Ad Load Limits and the Future of Ad Viewing
Here’s an interesting point that Josserand interjects, which almost sounds like it contradicts the increased ad-viewing stats cited at the beginning of this article: “TV in Europe is massively regulated. You can’t go beyond 12 minutes per hour of ads.”
In fact, the competition between the streaming companies and incumbent broadcasters has helped keep ad loads down. “Because of those new streamers that came into the market, like Netflix, with no ads, we are seeing a lot less ads on streaming than on a linear television in general,” Josserand adds. “There’s rarely more than three ads [at a time]. The pods are shorter. You even now have a countdown of the ads, and I think almost everyone is doing it as well.”
CTV viewing and hence CTV ad viewing did not exist a few years ago, so the growth rates, regardless of country, tend to be dramatic. When you start from nothing, any increase will look substantial. The statistic we should be really focussed on is not what the overall growth rate in ad viewing looks like or even how much market share streaming companies have compared to traditional broadcasters, but how social and social advertising are growing. Again, in the last year, social digital ad spend grew by 1.5%, while video ad spend only grew by 0.5%.
Advertising is an industry of many contradictions. Do buyers and sellers speak openly about CPMs? Rarely. Netflix came out with its original projected premium rate in the US of $65 (€74) in 2022. 2025 rates reported in The Wall Street Journal ranged from $29 to $35 (€25-€30). Digiday reports Q4 2024 insertion order pricing CPMs starting at £44.50 ($55.40) in the UK, €37 ($38) in France, and €58 ($60) in Germany. One agency media buyer said that private marketplace pricing in each market would likely be 20% cheaper than direct IOs.

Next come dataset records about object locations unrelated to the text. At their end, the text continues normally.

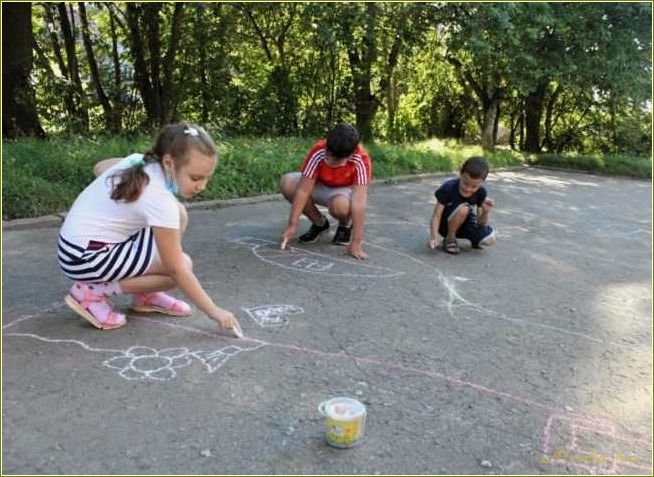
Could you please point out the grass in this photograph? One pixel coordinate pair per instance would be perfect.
(43, 177)
(610, 164)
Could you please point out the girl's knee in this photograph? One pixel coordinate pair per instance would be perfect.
(188, 261)
(183, 218)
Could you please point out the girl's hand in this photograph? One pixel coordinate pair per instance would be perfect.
(356, 251)
(228, 322)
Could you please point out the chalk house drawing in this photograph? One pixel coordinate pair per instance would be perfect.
(305, 261)
(270, 316)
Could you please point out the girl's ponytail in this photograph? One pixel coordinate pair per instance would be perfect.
(128, 184)
(174, 139)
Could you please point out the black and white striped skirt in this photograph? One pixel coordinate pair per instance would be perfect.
(107, 262)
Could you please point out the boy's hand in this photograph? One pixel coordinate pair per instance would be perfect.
(356, 251)
(488, 204)
(287, 234)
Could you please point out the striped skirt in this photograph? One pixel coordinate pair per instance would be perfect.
(107, 262)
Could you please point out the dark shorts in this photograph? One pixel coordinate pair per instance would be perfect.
(469, 229)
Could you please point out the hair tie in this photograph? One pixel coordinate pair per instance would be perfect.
(136, 162)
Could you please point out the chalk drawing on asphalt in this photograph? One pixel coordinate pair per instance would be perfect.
(272, 316)
(302, 260)
(593, 445)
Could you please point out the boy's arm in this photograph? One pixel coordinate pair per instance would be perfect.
(299, 201)
(485, 207)
(435, 223)
(358, 213)
(102, 166)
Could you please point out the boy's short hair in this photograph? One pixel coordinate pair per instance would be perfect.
(342, 140)
(476, 167)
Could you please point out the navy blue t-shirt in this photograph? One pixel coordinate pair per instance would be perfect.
(448, 195)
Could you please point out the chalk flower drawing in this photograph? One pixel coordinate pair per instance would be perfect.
(141, 362)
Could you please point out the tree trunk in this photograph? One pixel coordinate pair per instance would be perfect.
(201, 40)
(169, 90)
(117, 101)
(490, 113)
(361, 65)
(533, 114)
(549, 117)
(95, 74)
(19, 116)
(141, 74)
(67, 31)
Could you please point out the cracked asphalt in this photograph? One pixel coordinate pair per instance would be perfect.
(531, 357)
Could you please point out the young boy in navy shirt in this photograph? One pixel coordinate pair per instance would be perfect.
(455, 215)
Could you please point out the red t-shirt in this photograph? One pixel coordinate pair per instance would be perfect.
(357, 170)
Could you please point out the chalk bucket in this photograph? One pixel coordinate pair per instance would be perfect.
(345, 421)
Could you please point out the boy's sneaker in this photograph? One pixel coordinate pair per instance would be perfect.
(342, 235)
(314, 232)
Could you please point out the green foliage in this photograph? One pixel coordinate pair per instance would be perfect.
(42, 177)
(612, 164)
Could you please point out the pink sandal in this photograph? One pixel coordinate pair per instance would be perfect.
(159, 302)
(93, 307)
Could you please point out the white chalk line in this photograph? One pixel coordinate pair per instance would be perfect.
(263, 249)
(455, 296)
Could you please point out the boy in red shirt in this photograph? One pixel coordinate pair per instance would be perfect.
(335, 173)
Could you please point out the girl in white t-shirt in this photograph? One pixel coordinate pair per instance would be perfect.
(123, 233)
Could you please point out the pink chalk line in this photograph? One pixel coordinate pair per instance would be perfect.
(597, 426)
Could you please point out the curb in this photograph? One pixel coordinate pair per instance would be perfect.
(55, 220)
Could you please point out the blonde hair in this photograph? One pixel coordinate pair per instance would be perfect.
(174, 139)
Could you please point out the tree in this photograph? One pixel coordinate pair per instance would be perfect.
(19, 116)
(153, 73)
(480, 40)
(271, 27)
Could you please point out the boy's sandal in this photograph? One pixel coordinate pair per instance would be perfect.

A number of people interviewed for this article spoke about how self-serve ad exchanges are coming into various markets. Representatives of large companies in the US commented on this as well when I spoke with them at CES 2024. The biggest challenge is how to move faster and address the impact of programmatic. AI is coming for ad budgets, and its effect on CTV advertising will happen faster than anything we’ve seen before.